The Iranian judiciary has finalized the death sentence that had been handed dwon to a young Kurdish man who was under the age of 18 at the time of attributed crime.
The country’s Supreme Court upheld the death sentence issued for a young man by the name of Heyman Uraminezhad.
This young man is currently held in Sanandaj Central Prison waiting for his sentence to be carried out.
Heyman is currently 21 years old and was convicted on premeditated murder by the Sanandaj Prime Court.
Iran under the rule of the clerical regime is one of the leading executioners of juvenile offenders, Amnesty International said Monday.
In a new report, Amnesty International said last month that it had documented the execution of at least 73 juveniles in Iran from 2005 to 2015 and that 160 juvenile offenders are languishing on the country’s death row.
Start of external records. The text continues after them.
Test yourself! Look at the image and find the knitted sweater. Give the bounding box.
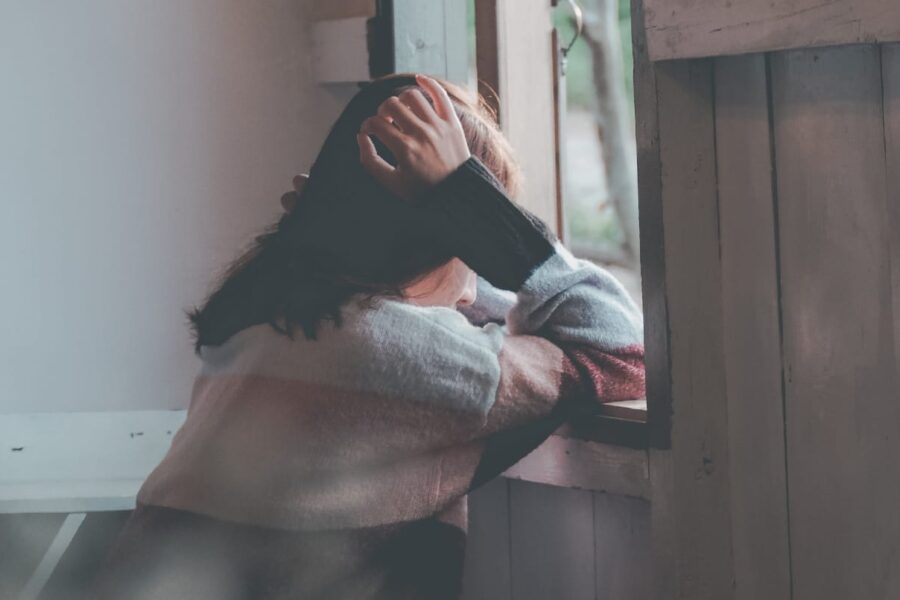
[89,158,644,600]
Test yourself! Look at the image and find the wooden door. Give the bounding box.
[634,0,900,600]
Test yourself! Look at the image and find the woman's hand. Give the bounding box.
[356,75,469,199]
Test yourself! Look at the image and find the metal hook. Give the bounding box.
[562,0,584,59]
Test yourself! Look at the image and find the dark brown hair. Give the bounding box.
[189,74,519,352]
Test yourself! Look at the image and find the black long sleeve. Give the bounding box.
[417,156,556,291]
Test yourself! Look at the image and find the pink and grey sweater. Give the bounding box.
[97,158,644,600]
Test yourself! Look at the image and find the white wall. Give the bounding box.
[0,0,355,413]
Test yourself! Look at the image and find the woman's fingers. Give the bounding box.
[378,96,425,136]
[361,115,410,157]
[416,75,457,121]
[356,131,395,183]
[399,89,437,123]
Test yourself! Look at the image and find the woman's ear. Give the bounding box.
[281,173,309,212]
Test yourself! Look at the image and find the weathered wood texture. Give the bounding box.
[392,0,469,83]
[645,0,900,60]
[510,481,595,600]
[881,44,900,422]
[715,54,791,600]
[594,494,653,600]
[504,435,650,498]
[651,60,733,600]
[772,46,900,600]
[631,1,672,448]
[463,477,512,600]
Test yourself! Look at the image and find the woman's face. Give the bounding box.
[404,258,476,308]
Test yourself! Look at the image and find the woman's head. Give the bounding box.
[191,75,519,348]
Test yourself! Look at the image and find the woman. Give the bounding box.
[91,75,644,600]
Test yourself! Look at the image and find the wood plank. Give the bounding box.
[510,481,595,600]
[594,493,653,600]
[475,0,503,124]
[881,44,900,598]
[881,44,900,422]
[503,435,650,498]
[644,0,900,60]
[772,46,900,600]
[600,398,647,423]
[462,477,512,600]
[631,1,672,448]
[392,0,469,84]
[488,0,559,231]
[651,60,734,600]
[715,54,791,600]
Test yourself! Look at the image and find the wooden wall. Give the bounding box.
[636,40,900,600]
[463,479,651,600]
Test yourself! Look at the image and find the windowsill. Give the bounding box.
[555,399,649,449]
[504,400,650,499]
[0,401,649,513]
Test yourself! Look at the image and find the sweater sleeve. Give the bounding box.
[138,159,644,530]
[412,158,645,485]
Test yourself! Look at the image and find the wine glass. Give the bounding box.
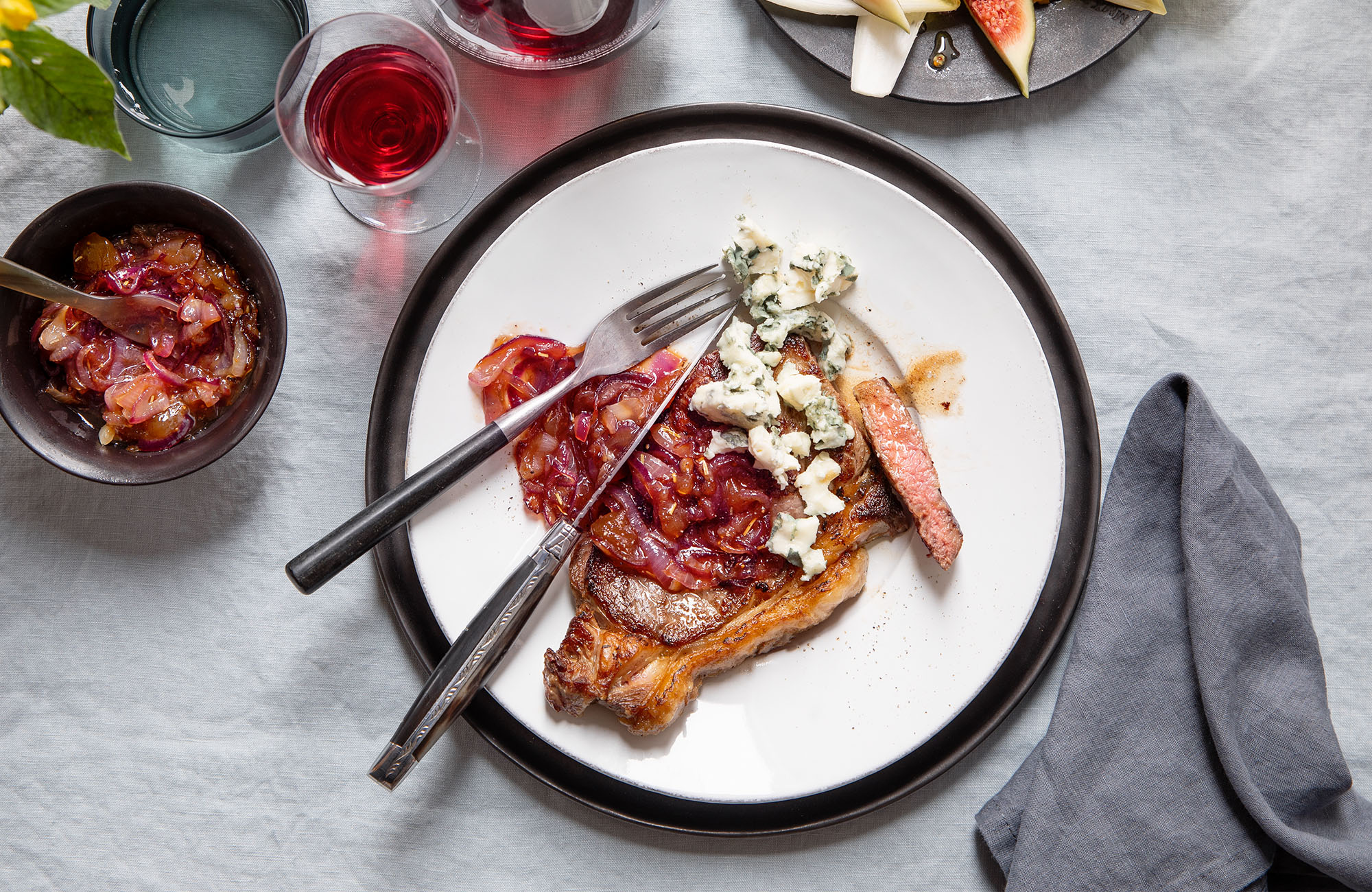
[412,0,667,71]
[276,12,482,232]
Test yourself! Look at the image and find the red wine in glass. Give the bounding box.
[305,44,453,185]
[443,0,638,59]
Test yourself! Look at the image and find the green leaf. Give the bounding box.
[0,25,129,158]
[33,0,110,19]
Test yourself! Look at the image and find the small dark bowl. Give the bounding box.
[0,183,285,484]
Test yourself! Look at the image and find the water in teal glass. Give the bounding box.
[128,0,302,133]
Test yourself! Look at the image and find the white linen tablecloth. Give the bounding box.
[0,0,1372,891]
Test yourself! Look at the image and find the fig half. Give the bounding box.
[967,0,1034,96]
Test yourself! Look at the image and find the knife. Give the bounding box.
[368,306,734,789]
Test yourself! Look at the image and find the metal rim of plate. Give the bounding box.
[757,0,1152,106]
[365,103,1100,836]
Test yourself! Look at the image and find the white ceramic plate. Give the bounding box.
[406,140,1065,803]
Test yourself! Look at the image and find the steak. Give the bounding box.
[543,335,910,734]
[853,377,962,570]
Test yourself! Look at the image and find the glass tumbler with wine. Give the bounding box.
[276,12,482,232]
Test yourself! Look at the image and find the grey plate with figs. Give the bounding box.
[757,0,1152,104]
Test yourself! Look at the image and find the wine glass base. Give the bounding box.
[329,103,482,235]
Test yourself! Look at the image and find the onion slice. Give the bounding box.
[768,0,960,16]
[851,15,925,96]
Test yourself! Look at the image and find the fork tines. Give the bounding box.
[623,266,735,350]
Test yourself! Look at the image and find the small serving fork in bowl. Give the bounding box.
[0,257,181,347]
[285,263,738,594]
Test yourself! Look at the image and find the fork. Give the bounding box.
[0,257,181,347]
[285,263,738,594]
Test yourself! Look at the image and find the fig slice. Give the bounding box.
[768,0,960,10]
[967,0,1034,96]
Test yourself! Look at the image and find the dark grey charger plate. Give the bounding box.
[757,0,1152,104]
[365,103,1100,836]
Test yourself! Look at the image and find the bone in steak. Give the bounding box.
[543,336,910,734]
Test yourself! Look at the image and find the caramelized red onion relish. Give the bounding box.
[33,224,258,451]
[469,335,785,591]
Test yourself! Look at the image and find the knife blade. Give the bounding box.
[368,303,734,789]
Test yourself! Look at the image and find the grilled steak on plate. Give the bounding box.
[543,335,910,734]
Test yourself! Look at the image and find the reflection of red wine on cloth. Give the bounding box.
[443,0,638,59]
[305,44,451,185]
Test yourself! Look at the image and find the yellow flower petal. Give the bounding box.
[0,0,38,32]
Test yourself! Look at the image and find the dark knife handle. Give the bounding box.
[369,520,582,789]
[285,423,509,594]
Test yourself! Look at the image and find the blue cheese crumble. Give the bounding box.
[724,217,858,380]
[796,453,844,517]
[690,318,781,430]
[805,394,853,449]
[767,512,829,580]
[748,427,800,489]
[724,214,781,281]
[705,427,752,458]
[790,244,858,301]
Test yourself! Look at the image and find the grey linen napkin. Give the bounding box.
[977,376,1372,892]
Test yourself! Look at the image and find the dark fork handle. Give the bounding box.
[285,421,510,594]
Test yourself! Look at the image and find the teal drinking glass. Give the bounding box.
[86,0,310,154]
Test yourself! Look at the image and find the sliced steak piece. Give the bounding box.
[853,377,962,570]
[543,336,910,734]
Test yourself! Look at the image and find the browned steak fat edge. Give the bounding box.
[543,336,910,734]
[853,377,962,570]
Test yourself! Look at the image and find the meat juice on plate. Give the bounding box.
[305,44,454,185]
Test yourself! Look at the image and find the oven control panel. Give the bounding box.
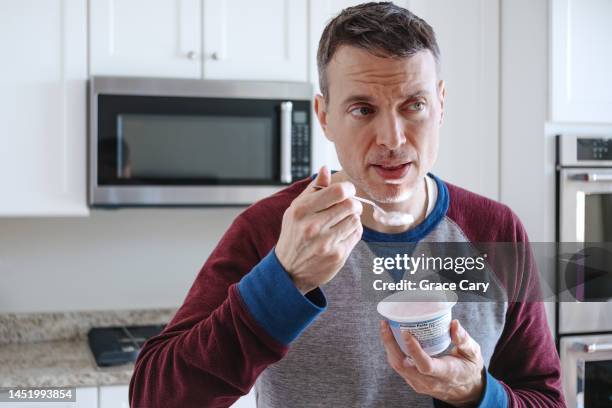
[576,138,612,161]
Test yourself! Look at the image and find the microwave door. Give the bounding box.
[560,335,612,408]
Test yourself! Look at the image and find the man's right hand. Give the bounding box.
[275,166,363,294]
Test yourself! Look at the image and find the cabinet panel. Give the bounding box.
[90,0,202,78]
[203,0,307,81]
[551,0,612,123]
[98,385,130,408]
[0,387,98,408]
[0,0,88,216]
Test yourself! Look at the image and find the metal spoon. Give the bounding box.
[312,186,414,227]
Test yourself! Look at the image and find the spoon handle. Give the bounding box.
[312,185,385,210]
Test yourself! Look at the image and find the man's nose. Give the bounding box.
[376,114,406,150]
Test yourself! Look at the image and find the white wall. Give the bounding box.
[500,0,554,242]
[0,208,242,313]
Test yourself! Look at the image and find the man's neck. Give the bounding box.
[332,171,431,234]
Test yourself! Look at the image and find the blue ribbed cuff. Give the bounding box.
[478,369,508,408]
[238,249,327,345]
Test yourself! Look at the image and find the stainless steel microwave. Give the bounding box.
[89,77,313,207]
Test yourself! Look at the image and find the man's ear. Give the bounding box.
[315,94,332,141]
[438,79,446,125]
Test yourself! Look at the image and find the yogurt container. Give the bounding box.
[376,291,457,356]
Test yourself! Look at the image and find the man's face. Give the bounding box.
[315,46,444,203]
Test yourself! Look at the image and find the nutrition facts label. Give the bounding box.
[399,313,451,348]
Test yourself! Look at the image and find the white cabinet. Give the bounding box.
[203,0,307,81]
[90,0,307,81]
[98,385,130,408]
[0,0,88,216]
[90,0,202,78]
[550,0,612,123]
[0,387,98,408]
[74,387,98,408]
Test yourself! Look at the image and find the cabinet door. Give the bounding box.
[550,0,612,123]
[0,387,98,408]
[98,385,130,408]
[203,0,307,81]
[90,0,202,78]
[0,0,88,216]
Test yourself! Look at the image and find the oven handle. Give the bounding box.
[280,101,293,183]
[575,343,612,353]
[569,173,612,181]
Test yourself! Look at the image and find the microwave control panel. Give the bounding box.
[576,138,612,160]
[291,111,311,181]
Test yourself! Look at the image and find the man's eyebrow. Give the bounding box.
[342,89,429,105]
[342,95,374,105]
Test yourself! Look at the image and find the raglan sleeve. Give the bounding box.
[129,213,326,408]
[480,210,565,408]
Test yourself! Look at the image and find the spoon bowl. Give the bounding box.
[312,185,414,227]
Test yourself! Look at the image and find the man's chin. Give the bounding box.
[364,184,414,204]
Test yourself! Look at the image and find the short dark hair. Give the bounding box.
[317,2,440,99]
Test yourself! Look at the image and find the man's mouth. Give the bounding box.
[372,162,412,180]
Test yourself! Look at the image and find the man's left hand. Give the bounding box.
[380,320,485,407]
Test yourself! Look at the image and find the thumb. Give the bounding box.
[451,319,480,360]
[312,166,331,187]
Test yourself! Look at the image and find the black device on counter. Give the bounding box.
[87,324,165,367]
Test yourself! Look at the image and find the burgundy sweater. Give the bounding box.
[130,178,565,408]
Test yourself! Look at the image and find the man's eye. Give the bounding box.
[350,106,374,117]
[409,102,425,112]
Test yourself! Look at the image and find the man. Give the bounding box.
[130,3,564,407]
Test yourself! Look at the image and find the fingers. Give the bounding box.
[310,166,331,187]
[380,320,406,371]
[305,181,356,212]
[323,214,361,244]
[316,200,363,231]
[451,319,481,361]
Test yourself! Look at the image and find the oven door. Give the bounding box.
[559,168,612,334]
[560,335,612,408]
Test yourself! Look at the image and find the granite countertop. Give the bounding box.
[0,309,176,387]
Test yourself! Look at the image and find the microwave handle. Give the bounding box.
[570,172,612,181]
[575,343,612,353]
[280,101,293,183]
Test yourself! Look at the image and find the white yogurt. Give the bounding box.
[376,291,457,356]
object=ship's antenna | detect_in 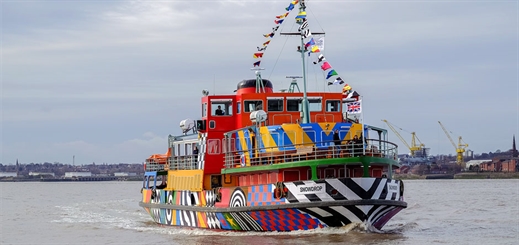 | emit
[281,0,324,123]
[250,67,265,93]
[287,76,303,93]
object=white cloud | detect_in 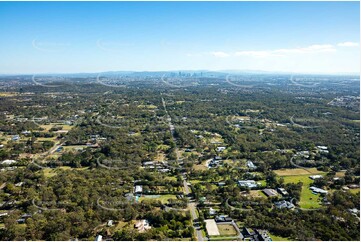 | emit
[211,51,230,58]
[234,50,277,57]
[337,42,359,47]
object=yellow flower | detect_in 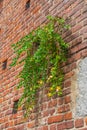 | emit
[56,86,61,92]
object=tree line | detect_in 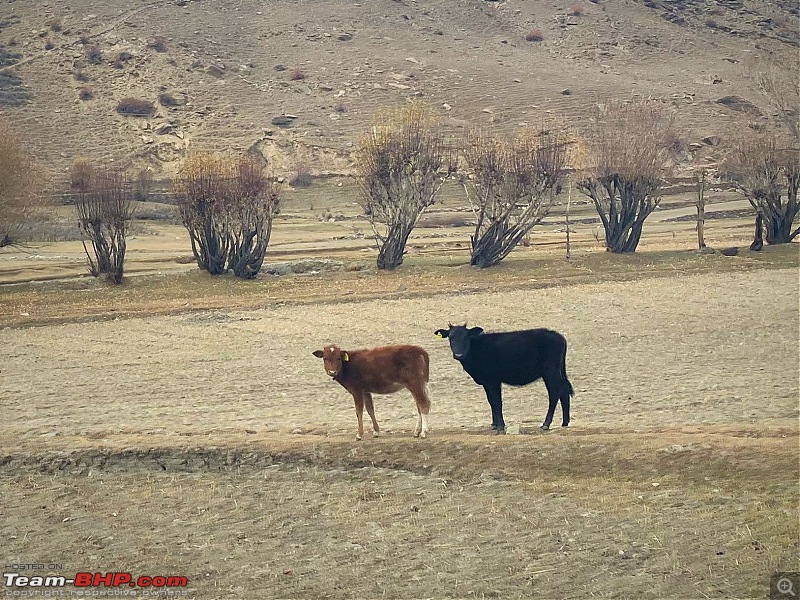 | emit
[0,89,800,283]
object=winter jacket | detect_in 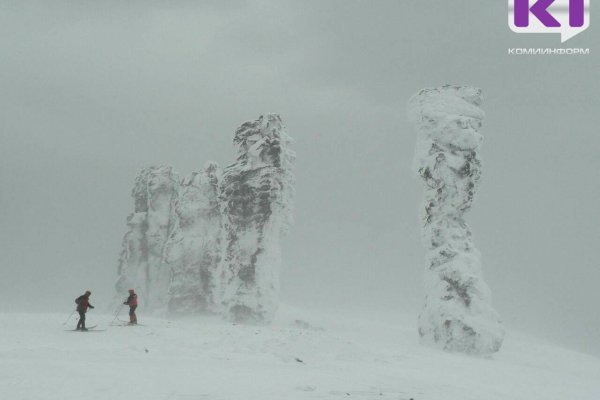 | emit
[75,294,94,312]
[123,293,137,307]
According to the Amnesty International, the report was based on information received from death-penalty opponents and human rights defenders in Iran, as well as from lawyers and relatives of juveniles convicted of capital crimes in Iran.
Now that Iran is emerging from an era of international sanctions and is seeking broader acceptance, Ms. Auerbach said, rights groups are hoping that the Iranian authorities “realize they have to act in accordance with international human rights standards.”
There have been over 2,300 executions in Iran since Hassan Rouhani has been in office, more than in any similar period in the past 25 years.
The victims include political dissidents like Gholamreza Khosravi, an activist of Iran’s principal opposition, the People’s Mojahedin Organization of Iran (PMOI or MEK) who was hanged solely for providing financial assistance to a satellite television station supporting the opposition.
On April 20, 2014 Rouhani described these executions as “God’s commandments” and “laws of the parliament that belongs to the people.”